Posted on March 31, 2015 at 03:05 PM

Patricia King - Congress General Secretary
Patricia King
Congress General Secretary

On Thursday April 2, the battle for Decent Work will spill over onto picket lines the length and breadth of the country.

Unionised workers at Dunnes Stores will strike for 24 hours in a bid to end the precarious work practices of their employer. The stoppages will continue until the practices change.

With 116 outlets and some 10,000 staff, Dunnes is one of the largest employers in the state. It also has some 40 stores across the UK and Spain and enjoys an annual turnover of €3.5 billion (2013). The Mandate trade union - which represents the majority of Dunnes workers – estimates the chain’s annual profits at up to €350 million. 

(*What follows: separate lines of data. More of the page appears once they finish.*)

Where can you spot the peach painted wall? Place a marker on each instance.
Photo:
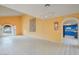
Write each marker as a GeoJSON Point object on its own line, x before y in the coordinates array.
{"type": "Point", "coordinates": [14, 20]}
{"type": "Point", "coordinates": [45, 28]}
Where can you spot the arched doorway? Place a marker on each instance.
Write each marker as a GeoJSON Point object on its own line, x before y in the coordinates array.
{"type": "Point", "coordinates": [8, 30]}
{"type": "Point", "coordinates": [70, 31]}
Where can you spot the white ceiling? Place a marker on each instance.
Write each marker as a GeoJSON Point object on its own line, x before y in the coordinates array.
{"type": "Point", "coordinates": [4, 11]}
{"type": "Point", "coordinates": [40, 10]}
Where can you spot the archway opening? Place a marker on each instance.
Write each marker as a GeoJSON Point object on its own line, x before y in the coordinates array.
{"type": "Point", "coordinates": [8, 30]}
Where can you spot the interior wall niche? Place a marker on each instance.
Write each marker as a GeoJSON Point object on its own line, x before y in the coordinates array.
{"type": "Point", "coordinates": [32, 24]}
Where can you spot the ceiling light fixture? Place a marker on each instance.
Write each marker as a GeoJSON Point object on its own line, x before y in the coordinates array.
{"type": "Point", "coordinates": [47, 5]}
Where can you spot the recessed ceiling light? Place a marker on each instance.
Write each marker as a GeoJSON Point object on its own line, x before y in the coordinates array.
{"type": "Point", "coordinates": [47, 5]}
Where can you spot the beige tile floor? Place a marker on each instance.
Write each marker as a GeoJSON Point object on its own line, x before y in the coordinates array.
{"type": "Point", "coordinates": [22, 45]}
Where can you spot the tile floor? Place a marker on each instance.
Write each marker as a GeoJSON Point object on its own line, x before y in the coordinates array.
{"type": "Point", "coordinates": [22, 45]}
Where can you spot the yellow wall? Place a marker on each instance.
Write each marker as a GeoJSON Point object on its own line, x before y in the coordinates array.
{"type": "Point", "coordinates": [14, 20]}
{"type": "Point", "coordinates": [45, 28]}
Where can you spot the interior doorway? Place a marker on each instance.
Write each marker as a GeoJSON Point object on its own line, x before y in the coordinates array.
{"type": "Point", "coordinates": [8, 30]}
{"type": "Point", "coordinates": [70, 31]}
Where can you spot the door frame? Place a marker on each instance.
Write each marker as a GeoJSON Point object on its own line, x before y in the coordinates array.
{"type": "Point", "coordinates": [13, 27]}
{"type": "Point", "coordinates": [67, 19]}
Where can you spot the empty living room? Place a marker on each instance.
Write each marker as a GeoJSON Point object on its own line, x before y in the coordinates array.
{"type": "Point", "coordinates": [39, 29]}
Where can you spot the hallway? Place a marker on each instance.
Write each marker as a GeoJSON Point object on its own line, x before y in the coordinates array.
{"type": "Point", "coordinates": [22, 45]}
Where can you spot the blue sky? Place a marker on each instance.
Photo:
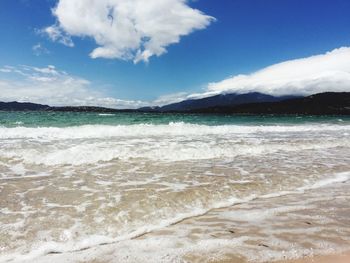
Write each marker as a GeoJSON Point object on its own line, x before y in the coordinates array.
{"type": "Point", "coordinates": [239, 37]}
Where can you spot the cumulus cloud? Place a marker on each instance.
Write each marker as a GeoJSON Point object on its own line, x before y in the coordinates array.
{"type": "Point", "coordinates": [39, 49]}
{"type": "Point", "coordinates": [126, 29]}
{"type": "Point", "coordinates": [54, 87]}
{"type": "Point", "coordinates": [315, 74]}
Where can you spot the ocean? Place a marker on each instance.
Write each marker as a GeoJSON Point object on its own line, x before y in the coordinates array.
{"type": "Point", "coordinates": [137, 187]}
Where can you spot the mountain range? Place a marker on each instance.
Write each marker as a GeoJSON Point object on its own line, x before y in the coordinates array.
{"type": "Point", "coordinates": [328, 103]}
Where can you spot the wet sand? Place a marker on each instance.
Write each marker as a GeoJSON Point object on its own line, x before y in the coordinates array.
{"type": "Point", "coordinates": [341, 258]}
{"type": "Point", "coordinates": [295, 228]}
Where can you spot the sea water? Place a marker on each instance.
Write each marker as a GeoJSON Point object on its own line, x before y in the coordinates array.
{"type": "Point", "coordinates": [70, 182]}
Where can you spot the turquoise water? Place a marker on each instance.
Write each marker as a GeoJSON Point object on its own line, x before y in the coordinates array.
{"type": "Point", "coordinates": [73, 181]}
{"type": "Point", "coordinates": [66, 119]}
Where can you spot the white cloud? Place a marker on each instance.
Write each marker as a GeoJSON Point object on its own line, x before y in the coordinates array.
{"type": "Point", "coordinates": [51, 86]}
{"type": "Point", "coordinates": [315, 74]}
{"type": "Point", "coordinates": [56, 34]}
{"type": "Point", "coordinates": [39, 49]}
{"type": "Point", "coordinates": [126, 29]}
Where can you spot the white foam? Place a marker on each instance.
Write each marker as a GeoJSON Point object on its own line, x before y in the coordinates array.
{"type": "Point", "coordinates": [95, 240]}
{"type": "Point", "coordinates": [172, 129]}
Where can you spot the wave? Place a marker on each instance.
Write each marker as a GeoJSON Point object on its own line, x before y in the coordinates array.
{"type": "Point", "coordinates": [171, 129]}
{"type": "Point", "coordinates": [96, 240]}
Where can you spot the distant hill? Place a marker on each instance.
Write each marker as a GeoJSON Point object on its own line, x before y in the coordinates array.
{"type": "Point", "coordinates": [328, 103]}
{"type": "Point", "coordinates": [22, 106]}
{"type": "Point", "coordinates": [221, 100]}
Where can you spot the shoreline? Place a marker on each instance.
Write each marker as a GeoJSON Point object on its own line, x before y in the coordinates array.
{"type": "Point", "coordinates": [331, 258]}
{"type": "Point", "coordinates": [288, 229]}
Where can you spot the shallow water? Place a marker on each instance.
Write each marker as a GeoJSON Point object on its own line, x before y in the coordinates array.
{"type": "Point", "coordinates": [71, 181]}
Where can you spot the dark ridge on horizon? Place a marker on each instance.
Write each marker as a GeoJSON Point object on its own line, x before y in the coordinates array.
{"type": "Point", "coordinates": [328, 103]}
{"type": "Point", "coordinates": [222, 100]}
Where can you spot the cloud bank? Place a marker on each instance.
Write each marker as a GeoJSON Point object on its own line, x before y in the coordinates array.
{"type": "Point", "coordinates": [126, 29]}
{"type": "Point", "coordinates": [315, 74]}
{"type": "Point", "coordinates": [54, 87]}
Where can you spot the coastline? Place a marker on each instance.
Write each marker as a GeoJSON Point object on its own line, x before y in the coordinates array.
{"type": "Point", "coordinates": [276, 229]}
{"type": "Point", "coordinates": [332, 258]}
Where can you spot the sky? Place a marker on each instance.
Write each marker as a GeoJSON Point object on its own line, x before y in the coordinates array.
{"type": "Point", "coordinates": [133, 53]}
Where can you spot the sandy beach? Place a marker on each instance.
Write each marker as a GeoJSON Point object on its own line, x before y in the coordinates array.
{"type": "Point", "coordinates": [340, 258]}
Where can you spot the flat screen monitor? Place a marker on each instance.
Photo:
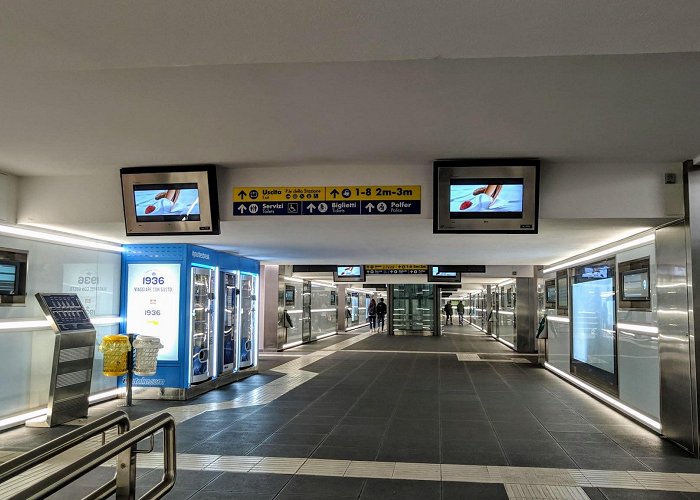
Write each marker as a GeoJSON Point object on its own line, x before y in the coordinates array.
{"type": "Point", "coordinates": [289, 295]}
{"type": "Point", "coordinates": [436, 274]}
{"type": "Point", "coordinates": [170, 200]}
{"type": "Point", "coordinates": [349, 274]}
{"type": "Point", "coordinates": [486, 196]}
{"type": "Point", "coordinates": [8, 279]}
{"type": "Point", "coordinates": [635, 285]}
{"type": "Point", "coordinates": [551, 294]}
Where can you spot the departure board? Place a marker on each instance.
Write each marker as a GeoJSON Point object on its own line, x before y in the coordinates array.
{"type": "Point", "coordinates": [64, 311]}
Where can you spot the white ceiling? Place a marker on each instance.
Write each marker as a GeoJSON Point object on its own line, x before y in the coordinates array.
{"type": "Point", "coordinates": [90, 86]}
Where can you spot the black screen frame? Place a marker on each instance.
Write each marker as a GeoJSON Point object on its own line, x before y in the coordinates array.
{"type": "Point", "coordinates": [623, 289]}
{"type": "Point", "coordinates": [202, 175]}
{"type": "Point", "coordinates": [16, 281]}
{"type": "Point", "coordinates": [446, 172]}
{"type": "Point", "coordinates": [443, 279]}
{"type": "Point", "coordinates": [350, 279]}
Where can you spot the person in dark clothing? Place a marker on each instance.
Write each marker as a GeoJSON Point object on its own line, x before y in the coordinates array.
{"type": "Point", "coordinates": [448, 313]}
{"type": "Point", "coordinates": [381, 312]}
{"type": "Point", "coordinates": [460, 312]}
{"type": "Point", "coordinates": [372, 315]}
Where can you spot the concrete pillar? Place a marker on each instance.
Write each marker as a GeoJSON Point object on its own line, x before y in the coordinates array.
{"type": "Point", "coordinates": [525, 314]}
{"type": "Point", "coordinates": [340, 307]}
{"type": "Point", "coordinates": [271, 313]}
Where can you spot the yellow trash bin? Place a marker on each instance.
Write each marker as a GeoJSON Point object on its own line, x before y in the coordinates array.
{"type": "Point", "coordinates": [114, 349]}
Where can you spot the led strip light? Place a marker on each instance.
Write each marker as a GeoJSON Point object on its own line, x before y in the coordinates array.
{"type": "Point", "coordinates": [631, 412]}
{"type": "Point", "coordinates": [58, 238]}
{"type": "Point", "coordinates": [579, 260]}
{"type": "Point", "coordinates": [6, 423]}
{"type": "Point", "coordinates": [37, 324]}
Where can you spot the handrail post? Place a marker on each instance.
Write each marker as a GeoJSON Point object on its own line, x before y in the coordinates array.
{"type": "Point", "coordinates": [126, 474]}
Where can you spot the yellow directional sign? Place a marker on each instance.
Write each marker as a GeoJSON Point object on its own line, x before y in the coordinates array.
{"type": "Point", "coordinates": [351, 193]}
{"type": "Point", "coordinates": [393, 267]}
{"type": "Point", "coordinates": [396, 269]}
{"type": "Point", "coordinates": [327, 200]}
{"type": "Point", "coordinates": [287, 193]}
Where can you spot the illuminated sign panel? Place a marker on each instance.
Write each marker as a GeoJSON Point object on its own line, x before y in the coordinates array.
{"type": "Point", "coordinates": [153, 304]}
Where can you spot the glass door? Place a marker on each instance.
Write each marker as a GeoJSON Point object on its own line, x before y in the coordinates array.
{"type": "Point", "coordinates": [413, 309]}
{"type": "Point", "coordinates": [202, 322]}
{"type": "Point", "coordinates": [306, 312]}
{"type": "Point", "coordinates": [249, 319]}
{"type": "Point", "coordinates": [229, 309]}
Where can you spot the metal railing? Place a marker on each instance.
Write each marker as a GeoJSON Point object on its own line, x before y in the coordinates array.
{"type": "Point", "coordinates": [123, 446]}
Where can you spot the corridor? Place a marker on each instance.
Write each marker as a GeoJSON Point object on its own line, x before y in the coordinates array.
{"type": "Point", "coordinates": [362, 416]}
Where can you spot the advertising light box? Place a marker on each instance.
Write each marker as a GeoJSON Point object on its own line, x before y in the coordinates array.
{"type": "Point", "coordinates": [153, 306]}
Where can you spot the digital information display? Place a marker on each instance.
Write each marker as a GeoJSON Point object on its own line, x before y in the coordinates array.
{"type": "Point", "coordinates": [442, 274]}
{"type": "Point", "coordinates": [8, 279]}
{"type": "Point", "coordinates": [481, 198]}
{"type": "Point", "coordinates": [66, 311]}
{"type": "Point", "coordinates": [153, 304]}
{"type": "Point", "coordinates": [166, 202]}
{"type": "Point", "coordinates": [635, 285]}
{"type": "Point", "coordinates": [349, 271]}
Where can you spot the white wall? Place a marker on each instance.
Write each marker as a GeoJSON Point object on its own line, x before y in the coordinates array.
{"type": "Point", "coordinates": [8, 198]}
{"type": "Point", "coordinates": [26, 369]}
{"type": "Point", "coordinates": [568, 190]}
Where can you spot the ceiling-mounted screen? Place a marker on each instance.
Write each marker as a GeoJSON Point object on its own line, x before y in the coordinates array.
{"type": "Point", "coordinates": [349, 274]}
{"type": "Point", "coordinates": [485, 196]}
{"type": "Point", "coordinates": [170, 200]}
{"type": "Point", "coordinates": [435, 273]}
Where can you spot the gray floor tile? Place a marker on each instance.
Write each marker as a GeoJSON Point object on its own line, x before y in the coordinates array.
{"type": "Point", "coordinates": [311, 486]}
{"type": "Point", "coordinates": [461, 491]}
{"type": "Point", "coordinates": [387, 489]}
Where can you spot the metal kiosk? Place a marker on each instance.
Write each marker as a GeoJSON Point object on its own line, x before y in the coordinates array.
{"type": "Point", "coordinates": [74, 350]}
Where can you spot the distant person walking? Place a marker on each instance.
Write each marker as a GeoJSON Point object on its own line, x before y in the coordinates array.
{"type": "Point", "coordinates": [448, 313]}
{"type": "Point", "coordinates": [381, 312]}
{"type": "Point", "coordinates": [460, 312]}
{"type": "Point", "coordinates": [372, 315]}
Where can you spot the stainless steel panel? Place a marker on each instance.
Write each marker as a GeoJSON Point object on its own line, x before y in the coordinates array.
{"type": "Point", "coordinates": [525, 314]}
{"type": "Point", "coordinates": [676, 381]}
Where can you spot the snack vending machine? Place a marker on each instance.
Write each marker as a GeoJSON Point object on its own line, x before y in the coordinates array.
{"type": "Point", "coordinates": [202, 305]}
{"type": "Point", "coordinates": [248, 321]}
{"type": "Point", "coordinates": [228, 320]}
{"type": "Point", "coordinates": [201, 323]}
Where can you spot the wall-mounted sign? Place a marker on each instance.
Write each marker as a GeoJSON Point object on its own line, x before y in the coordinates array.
{"type": "Point", "coordinates": [93, 284]}
{"type": "Point", "coordinates": [396, 269]}
{"type": "Point", "coordinates": [328, 200]}
{"type": "Point", "coordinates": [153, 304]}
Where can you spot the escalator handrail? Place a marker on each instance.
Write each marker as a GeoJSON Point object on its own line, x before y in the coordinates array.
{"type": "Point", "coordinates": [33, 457]}
{"type": "Point", "coordinates": [127, 441]}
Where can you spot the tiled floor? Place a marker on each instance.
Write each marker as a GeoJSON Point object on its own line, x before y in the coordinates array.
{"type": "Point", "coordinates": [365, 416]}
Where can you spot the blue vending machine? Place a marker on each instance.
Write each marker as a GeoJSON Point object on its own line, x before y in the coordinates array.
{"type": "Point", "coordinates": [229, 294]}
{"type": "Point", "coordinates": [248, 314]}
{"type": "Point", "coordinates": [168, 292]}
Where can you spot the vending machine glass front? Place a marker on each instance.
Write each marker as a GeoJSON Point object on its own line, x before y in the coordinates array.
{"type": "Point", "coordinates": [202, 323]}
{"type": "Point", "coordinates": [228, 321]}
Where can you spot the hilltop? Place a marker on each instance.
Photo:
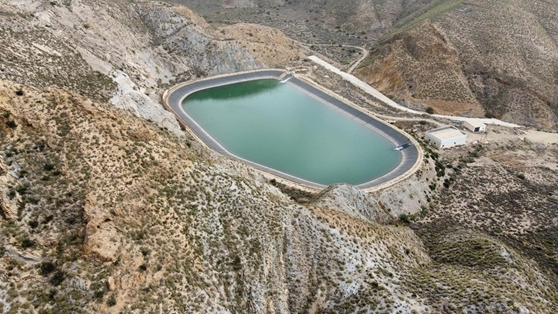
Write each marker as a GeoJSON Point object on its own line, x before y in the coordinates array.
{"type": "Point", "coordinates": [108, 206]}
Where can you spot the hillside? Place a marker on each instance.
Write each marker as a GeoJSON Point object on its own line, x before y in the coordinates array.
{"type": "Point", "coordinates": [477, 58]}
{"type": "Point", "coordinates": [105, 212]}
{"type": "Point", "coordinates": [126, 52]}
{"type": "Point", "coordinates": [107, 206]}
{"type": "Point", "coordinates": [496, 58]}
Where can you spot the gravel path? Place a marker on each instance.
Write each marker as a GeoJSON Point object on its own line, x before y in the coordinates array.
{"type": "Point", "coordinates": [381, 97]}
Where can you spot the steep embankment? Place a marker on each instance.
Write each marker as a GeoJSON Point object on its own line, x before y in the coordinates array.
{"type": "Point", "coordinates": [127, 51]}
{"type": "Point", "coordinates": [465, 58]}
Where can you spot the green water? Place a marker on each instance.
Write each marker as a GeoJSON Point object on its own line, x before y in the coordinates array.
{"type": "Point", "coordinates": [280, 127]}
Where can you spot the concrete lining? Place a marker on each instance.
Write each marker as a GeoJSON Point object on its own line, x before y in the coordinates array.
{"type": "Point", "coordinates": [411, 156]}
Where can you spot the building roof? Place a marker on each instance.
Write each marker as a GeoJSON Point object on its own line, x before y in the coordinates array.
{"type": "Point", "coordinates": [446, 132]}
{"type": "Point", "coordinates": [476, 123]}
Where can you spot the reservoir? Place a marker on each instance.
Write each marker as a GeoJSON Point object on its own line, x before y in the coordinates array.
{"type": "Point", "coordinates": [285, 128]}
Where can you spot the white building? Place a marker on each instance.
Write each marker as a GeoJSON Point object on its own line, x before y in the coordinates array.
{"type": "Point", "coordinates": [446, 137]}
{"type": "Point", "coordinates": [474, 125]}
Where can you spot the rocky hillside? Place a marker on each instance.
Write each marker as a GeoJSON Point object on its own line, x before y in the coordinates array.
{"type": "Point", "coordinates": [116, 210]}
{"type": "Point", "coordinates": [493, 57]}
{"type": "Point", "coordinates": [104, 212]}
{"type": "Point", "coordinates": [477, 58]}
{"type": "Point", "coordinates": [127, 51]}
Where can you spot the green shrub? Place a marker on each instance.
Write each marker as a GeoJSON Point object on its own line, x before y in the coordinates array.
{"type": "Point", "coordinates": [57, 278]}
{"type": "Point", "coordinates": [405, 219]}
{"type": "Point", "coordinates": [47, 268]}
{"type": "Point", "coordinates": [111, 301]}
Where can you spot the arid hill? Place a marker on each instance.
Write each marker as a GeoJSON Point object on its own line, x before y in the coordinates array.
{"type": "Point", "coordinates": [497, 57]}
{"type": "Point", "coordinates": [108, 206]}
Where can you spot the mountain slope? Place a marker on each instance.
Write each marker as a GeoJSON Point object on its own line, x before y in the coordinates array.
{"type": "Point", "coordinates": [476, 57]}
{"type": "Point", "coordinates": [103, 212]}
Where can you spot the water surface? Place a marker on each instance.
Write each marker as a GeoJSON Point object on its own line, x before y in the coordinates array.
{"type": "Point", "coordinates": [281, 127]}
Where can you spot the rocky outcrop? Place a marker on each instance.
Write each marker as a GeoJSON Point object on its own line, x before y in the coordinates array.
{"type": "Point", "coordinates": [352, 201]}
{"type": "Point", "coordinates": [475, 60]}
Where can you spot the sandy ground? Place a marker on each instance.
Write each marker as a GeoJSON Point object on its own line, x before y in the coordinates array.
{"type": "Point", "coordinates": [498, 133]}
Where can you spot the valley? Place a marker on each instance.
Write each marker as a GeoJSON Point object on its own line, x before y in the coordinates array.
{"type": "Point", "coordinates": [109, 205]}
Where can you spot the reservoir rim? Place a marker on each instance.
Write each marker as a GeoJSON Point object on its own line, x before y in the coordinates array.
{"type": "Point", "coordinates": [411, 158]}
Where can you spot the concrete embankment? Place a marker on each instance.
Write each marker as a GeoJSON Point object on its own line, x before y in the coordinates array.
{"type": "Point", "coordinates": [411, 156]}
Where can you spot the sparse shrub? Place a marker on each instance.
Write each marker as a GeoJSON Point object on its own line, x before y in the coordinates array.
{"type": "Point", "coordinates": [405, 219]}
{"type": "Point", "coordinates": [111, 301]}
{"type": "Point", "coordinates": [57, 278]}
{"type": "Point", "coordinates": [33, 224]}
{"type": "Point", "coordinates": [27, 243]}
{"type": "Point", "coordinates": [11, 124]}
{"type": "Point", "coordinates": [47, 268]}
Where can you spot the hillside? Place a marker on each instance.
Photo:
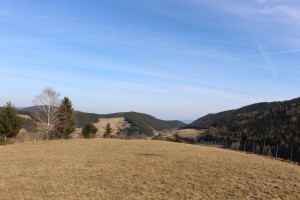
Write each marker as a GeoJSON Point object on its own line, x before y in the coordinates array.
{"type": "Point", "coordinates": [138, 169]}
{"type": "Point", "coordinates": [213, 119]}
{"type": "Point", "coordinates": [267, 128]}
{"type": "Point", "coordinates": [140, 123]}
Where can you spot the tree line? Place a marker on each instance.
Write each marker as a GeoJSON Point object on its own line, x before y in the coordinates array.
{"type": "Point", "coordinates": [52, 119]}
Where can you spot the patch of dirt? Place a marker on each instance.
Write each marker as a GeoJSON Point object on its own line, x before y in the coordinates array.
{"type": "Point", "coordinates": [140, 169]}
{"type": "Point", "coordinates": [117, 125]}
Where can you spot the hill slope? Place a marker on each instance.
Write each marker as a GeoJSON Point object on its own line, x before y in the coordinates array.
{"type": "Point", "coordinates": [213, 119]}
{"type": "Point", "coordinates": [131, 169]}
{"type": "Point", "coordinates": [140, 123]}
{"type": "Point", "coordinates": [269, 127]}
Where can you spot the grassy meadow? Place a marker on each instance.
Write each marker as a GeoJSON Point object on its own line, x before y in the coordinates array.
{"type": "Point", "coordinates": [140, 169]}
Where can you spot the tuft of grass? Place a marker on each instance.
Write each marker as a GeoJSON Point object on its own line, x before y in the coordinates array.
{"type": "Point", "coordinates": [140, 169]}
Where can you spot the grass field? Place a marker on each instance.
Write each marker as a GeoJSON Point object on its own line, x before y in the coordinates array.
{"type": "Point", "coordinates": [132, 169]}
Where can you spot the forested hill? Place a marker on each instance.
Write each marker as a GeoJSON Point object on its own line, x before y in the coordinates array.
{"type": "Point", "coordinates": [140, 123]}
{"type": "Point", "coordinates": [213, 119]}
{"type": "Point", "coordinates": [267, 126]}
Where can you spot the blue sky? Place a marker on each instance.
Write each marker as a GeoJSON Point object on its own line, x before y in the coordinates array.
{"type": "Point", "coordinates": [174, 59]}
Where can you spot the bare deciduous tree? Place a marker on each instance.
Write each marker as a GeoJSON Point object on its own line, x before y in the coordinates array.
{"type": "Point", "coordinates": [47, 112]}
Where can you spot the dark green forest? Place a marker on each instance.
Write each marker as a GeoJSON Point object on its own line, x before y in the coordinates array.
{"type": "Point", "coordinates": [267, 128]}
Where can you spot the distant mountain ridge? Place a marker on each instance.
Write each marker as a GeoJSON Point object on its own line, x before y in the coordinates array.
{"type": "Point", "coordinates": [140, 123]}
{"type": "Point", "coordinates": [212, 119]}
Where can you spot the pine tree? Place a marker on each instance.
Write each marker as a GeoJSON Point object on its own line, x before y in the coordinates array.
{"type": "Point", "coordinates": [10, 123]}
{"type": "Point", "coordinates": [108, 131]}
{"type": "Point", "coordinates": [66, 117]}
{"type": "Point", "coordinates": [89, 130]}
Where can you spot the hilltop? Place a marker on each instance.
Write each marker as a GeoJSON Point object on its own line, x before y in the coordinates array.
{"type": "Point", "coordinates": [140, 169]}
{"type": "Point", "coordinates": [140, 123]}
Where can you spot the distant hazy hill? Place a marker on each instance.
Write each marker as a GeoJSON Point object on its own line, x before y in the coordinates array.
{"type": "Point", "coordinates": [213, 119]}
{"type": "Point", "coordinates": [141, 123]}
{"type": "Point", "coordinates": [266, 126]}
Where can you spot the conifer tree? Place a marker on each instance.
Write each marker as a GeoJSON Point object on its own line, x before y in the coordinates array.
{"type": "Point", "coordinates": [10, 123]}
{"type": "Point", "coordinates": [66, 117]}
{"type": "Point", "coordinates": [108, 131]}
{"type": "Point", "coordinates": [89, 130]}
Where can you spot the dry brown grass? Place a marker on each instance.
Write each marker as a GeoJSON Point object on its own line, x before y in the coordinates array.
{"type": "Point", "coordinates": [135, 169]}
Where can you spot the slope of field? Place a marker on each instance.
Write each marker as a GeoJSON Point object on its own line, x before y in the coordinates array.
{"type": "Point", "coordinates": [131, 169]}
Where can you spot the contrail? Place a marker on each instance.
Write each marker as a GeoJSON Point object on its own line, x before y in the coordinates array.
{"type": "Point", "coordinates": [263, 54]}
{"type": "Point", "coordinates": [276, 53]}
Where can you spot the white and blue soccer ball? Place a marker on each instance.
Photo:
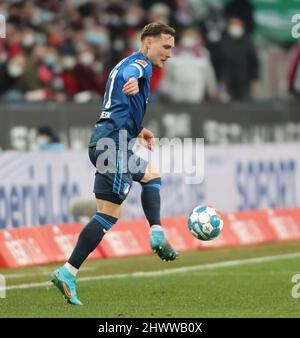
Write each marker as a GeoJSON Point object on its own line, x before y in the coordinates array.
{"type": "Point", "coordinates": [205, 222]}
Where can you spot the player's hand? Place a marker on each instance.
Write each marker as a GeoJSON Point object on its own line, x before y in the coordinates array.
{"type": "Point", "coordinates": [147, 136]}
{"type": "Point", "coordinates": [131, 87]}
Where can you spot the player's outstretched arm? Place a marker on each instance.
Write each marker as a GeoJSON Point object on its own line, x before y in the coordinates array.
{"type": "Point", "coordinates": [147, 136]}
{"type": "Point", "coordinates": [131, 87]}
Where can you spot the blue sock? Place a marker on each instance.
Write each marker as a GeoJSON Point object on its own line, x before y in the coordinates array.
{"type": "Point", "coordinates": [151, 200]}
{"type": "Point", "coordinates": [89, 238]}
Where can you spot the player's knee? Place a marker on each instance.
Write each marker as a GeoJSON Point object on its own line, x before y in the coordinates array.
{"type": "Point", "coordinates": [150, 176]}
{"type": "Point", "coordinates": [108, 208]}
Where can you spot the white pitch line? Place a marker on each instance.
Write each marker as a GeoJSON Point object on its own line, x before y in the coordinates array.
{"type": "Point", "coordinates": [223, 264]}
{"type": "Point", "coordinates": [47, 272]}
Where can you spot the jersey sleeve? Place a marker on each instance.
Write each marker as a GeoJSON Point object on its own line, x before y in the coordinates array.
{"type": "Point", "coordinates": [137, 68]}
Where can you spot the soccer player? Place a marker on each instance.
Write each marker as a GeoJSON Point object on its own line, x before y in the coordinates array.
{"type": "Point", "coordinates": [124, 105]}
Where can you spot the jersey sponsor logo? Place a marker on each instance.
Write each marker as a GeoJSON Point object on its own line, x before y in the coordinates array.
{"type": "Point", "coordinates": [105, 115]}
{"type": "Point", "coordinates": [141, 62]}
{"type": "Point", "coordinates": [126, 188]}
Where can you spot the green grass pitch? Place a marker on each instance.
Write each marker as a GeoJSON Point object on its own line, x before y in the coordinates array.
{"type": "Point", "coordinates": [253, 281]}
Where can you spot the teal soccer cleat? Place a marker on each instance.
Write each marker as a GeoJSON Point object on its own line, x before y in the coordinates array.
{"type": "Point", "coordinates": [66, 283]}
{"type": "Point", "coordinates": [161, 246]}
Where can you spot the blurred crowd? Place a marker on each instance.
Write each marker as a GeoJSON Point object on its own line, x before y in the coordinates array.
{"type": "Point", "coordinates": [64, 50]}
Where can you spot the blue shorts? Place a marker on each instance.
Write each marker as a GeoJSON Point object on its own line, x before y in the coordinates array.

Yet many Dunnes workers operate on minimum 15 hour contracts and have no idea what they might earn from week to week, or even how long they might be at work. The allocation of weekly hours is at the discretion of individual store managers, with all the potential for abuse and victimisation this implies.

This is like a flashback to Strumpet City in the 21st Century. 

In short, it means that the lives of the workers are owned by their employer. Every aspect of their life within and beyond the workplace is subject to the whim of others, not least their capacity to attain a decent standard of living and provide for their families.

While bills and costs are constant and rising, their weekly earning can fluctuate wildly. We have heard evidence of workers surviving on poverty diets or depending on the charity of the extended family to put food on the table.

And with no security around hours of work, how can working families hope to plan childcare arrangements or attend to the everyday needs of growing children?

It is no surprise to learn that one in five of the workforce in Ireland is now classified as low paid, or that many in work are forced to fall back on social welfare payments to subsidise low incomes.

Perversely, that means the state – using taxes paid by working people – is subsidising bad employers. The estimated loss to the taxpayer from all such low pay employments is over €300 million a year. That is unsustainable.

Having a job was once the surest route out of poverty. But with the surge in these corrosive, precarious work practices across the developed world that is no longer the case.

Only decent work and a living wage can help to restore that certainty.